Thursday, September 19, 2013

Joe Granville, RIP

Joseph Granville, a stock market newsletter write and, technical analyst, with a one-time huge following, has died. He was 90.

Granville reached the peak of his fame in the early 1980s, when he was bearish, while the stock market crashed as a result of Paul Volcker's tight Fed monetary policy. Many at the time viewed Granville as something of an oracle as a result of his bearish warnings. I always thought of him as a personality who tended to prefer the bearish side and who just happened to be in the right place at the right time in the early 1980s, when Fed forces were pushing the market down anyway, to match his bearish-type personality.

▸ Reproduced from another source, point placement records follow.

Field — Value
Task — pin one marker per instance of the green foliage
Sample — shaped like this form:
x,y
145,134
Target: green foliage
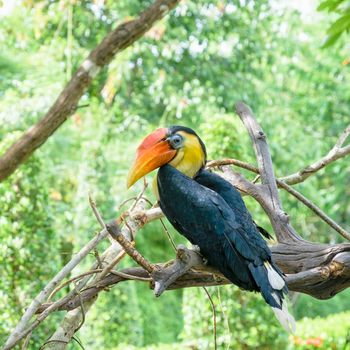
x,y
238,327
27,238
332,332
341,24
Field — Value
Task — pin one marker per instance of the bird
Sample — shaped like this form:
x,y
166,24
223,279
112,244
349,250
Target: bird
x,y
210,212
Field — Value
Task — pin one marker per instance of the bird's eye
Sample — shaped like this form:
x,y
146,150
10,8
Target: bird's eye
x,y
176,141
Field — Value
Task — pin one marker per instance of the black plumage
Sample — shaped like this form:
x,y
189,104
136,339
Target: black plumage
x,y
210,213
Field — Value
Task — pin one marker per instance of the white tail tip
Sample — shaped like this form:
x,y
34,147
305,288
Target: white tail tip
x,y
285,318
276,281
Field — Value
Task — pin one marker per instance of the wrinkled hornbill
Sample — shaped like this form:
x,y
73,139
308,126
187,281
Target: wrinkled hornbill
x,y
211,214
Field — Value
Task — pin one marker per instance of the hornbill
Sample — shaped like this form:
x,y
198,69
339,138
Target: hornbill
x,y
211,214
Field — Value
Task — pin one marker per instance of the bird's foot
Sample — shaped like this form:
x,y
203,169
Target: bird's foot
x,y
196,248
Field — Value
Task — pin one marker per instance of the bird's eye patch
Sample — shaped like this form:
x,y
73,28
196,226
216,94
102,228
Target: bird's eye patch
x,y
176,141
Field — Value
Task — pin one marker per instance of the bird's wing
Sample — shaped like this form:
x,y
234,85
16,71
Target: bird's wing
x,y
234,200
205,218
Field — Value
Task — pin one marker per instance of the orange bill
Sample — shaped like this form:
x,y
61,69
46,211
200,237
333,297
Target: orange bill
x,y
153,152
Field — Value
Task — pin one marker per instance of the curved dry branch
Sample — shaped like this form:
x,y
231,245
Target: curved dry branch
x,y
319,270
315,269
337,152
66,104
281,184
267,193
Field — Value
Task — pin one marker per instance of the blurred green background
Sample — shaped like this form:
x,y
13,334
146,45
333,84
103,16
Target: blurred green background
x,y
189,69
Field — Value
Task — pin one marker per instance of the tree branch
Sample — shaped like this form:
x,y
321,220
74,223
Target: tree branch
x,y
335,153
319,270
281,184
66,104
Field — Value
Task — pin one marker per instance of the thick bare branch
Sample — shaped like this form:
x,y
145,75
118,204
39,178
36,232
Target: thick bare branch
x,y
267,193
65,105
319,270
334,154
44,294
280,184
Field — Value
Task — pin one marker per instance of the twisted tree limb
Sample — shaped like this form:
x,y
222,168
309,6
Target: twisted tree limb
x,y
320,270
337,152
66,104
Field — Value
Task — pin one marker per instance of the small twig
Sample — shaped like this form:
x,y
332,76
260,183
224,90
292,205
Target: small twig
x,y
342,138
145,184
214,316
52,341
96,212
315,209
82,313
78,341
131,277
73,279
26,341
112,264
289,189
114,230
97,257
82,106
334,154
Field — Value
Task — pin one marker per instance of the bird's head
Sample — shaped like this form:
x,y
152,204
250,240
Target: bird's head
x,y
178,146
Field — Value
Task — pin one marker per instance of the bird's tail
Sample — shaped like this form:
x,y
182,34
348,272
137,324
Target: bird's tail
x,y
274,290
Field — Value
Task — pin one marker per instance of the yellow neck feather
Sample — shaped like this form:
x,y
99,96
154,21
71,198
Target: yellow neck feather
x,y
189,159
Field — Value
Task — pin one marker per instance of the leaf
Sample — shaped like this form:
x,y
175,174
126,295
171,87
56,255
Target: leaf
x,y
330,40
329,5
340,25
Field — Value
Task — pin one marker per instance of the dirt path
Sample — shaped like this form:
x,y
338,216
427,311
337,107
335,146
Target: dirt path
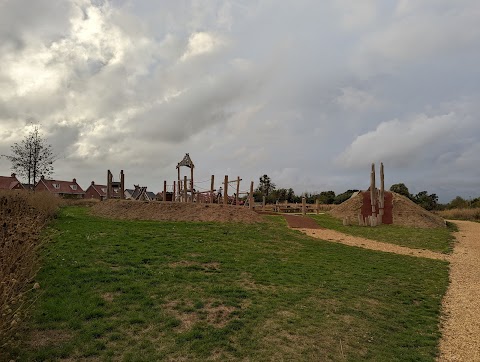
x,y
461,305
339,237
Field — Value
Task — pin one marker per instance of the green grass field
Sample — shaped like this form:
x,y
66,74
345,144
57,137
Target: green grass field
x,y
152,291
438,239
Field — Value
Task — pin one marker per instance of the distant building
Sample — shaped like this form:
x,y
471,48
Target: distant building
x,y
10,183
98,192
140,193
64,189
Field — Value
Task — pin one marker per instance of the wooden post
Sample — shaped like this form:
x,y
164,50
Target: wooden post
x,y
191,182
238,190
185,189
122,185
109,184
225,191
250,202
164,190
372,190
212,189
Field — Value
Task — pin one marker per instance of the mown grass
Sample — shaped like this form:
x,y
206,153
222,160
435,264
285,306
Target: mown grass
x,y
151,291
472,214
437,239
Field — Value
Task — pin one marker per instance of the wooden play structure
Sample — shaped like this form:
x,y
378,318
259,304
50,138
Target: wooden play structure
x,y
377,207
115,189
186,190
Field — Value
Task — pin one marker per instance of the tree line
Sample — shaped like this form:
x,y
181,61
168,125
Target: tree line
x,y
426,200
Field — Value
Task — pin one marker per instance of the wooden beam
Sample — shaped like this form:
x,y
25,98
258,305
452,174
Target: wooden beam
x,y
212,189
225,191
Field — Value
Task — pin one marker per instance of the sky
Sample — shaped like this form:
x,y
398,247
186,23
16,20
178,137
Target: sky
x,y
309,92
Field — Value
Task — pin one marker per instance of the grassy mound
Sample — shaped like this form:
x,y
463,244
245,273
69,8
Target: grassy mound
x,y
174,211
405,212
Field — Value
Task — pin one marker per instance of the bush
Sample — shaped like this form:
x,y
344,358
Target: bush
x,y
22,215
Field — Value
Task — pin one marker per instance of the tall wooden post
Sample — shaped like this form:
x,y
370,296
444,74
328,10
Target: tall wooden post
x,y
122,185
212,189
179,184
185,189
191,182
238,190
372,190
250,195
225,191
109,184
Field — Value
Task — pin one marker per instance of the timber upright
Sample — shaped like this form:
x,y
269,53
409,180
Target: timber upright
x,y
115,189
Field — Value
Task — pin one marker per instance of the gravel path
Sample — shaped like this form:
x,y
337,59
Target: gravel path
x,y
461,305
331,235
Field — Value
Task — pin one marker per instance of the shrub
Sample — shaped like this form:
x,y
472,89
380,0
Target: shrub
x,y
22,215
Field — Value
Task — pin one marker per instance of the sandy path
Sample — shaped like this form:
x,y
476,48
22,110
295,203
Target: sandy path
x,y
331,235
461,305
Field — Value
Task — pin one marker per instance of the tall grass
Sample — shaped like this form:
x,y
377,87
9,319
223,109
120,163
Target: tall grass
x,y
22,216
461,214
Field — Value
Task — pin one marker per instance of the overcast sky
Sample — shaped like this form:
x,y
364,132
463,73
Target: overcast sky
x,y
309,92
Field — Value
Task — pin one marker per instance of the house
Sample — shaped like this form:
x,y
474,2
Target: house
x,y
98,192
10,183
65,189
140,193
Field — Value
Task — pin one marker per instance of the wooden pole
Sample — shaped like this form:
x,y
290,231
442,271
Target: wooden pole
x,y
238,190
164,190
191,182
212,188
225,191
250,202
372,189
185,189
122,185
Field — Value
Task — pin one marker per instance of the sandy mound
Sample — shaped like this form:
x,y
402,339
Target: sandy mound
x,y
174,211
405,212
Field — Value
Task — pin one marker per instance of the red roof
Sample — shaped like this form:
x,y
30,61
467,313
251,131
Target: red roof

He had published the Granville Market Letter since 1963, and also warned of the stock market slide of 1977 to 1978..

He fell out of favor with stock market followers, not surprisingly, when Volcker reversed engines and started printing massive amounts of money, beginning in August 1982. The stock market exploded. Having no monetary theory and being more of a great technical analyst, Granville never saw the upside reversal coming, which in its early stages would not have been detected by the type of technical analysis Granville used.

That said, Granville's invention of the technical tool, on balance volume, which measures stock volume on upticks against down tick volume, is an important technical tool for short-term traders in detecting money flows. (It will, however, be of no help for major moves like the August 1982 move that was caused by Fed activity that could not have been detected in advance by internal stock market money flows.)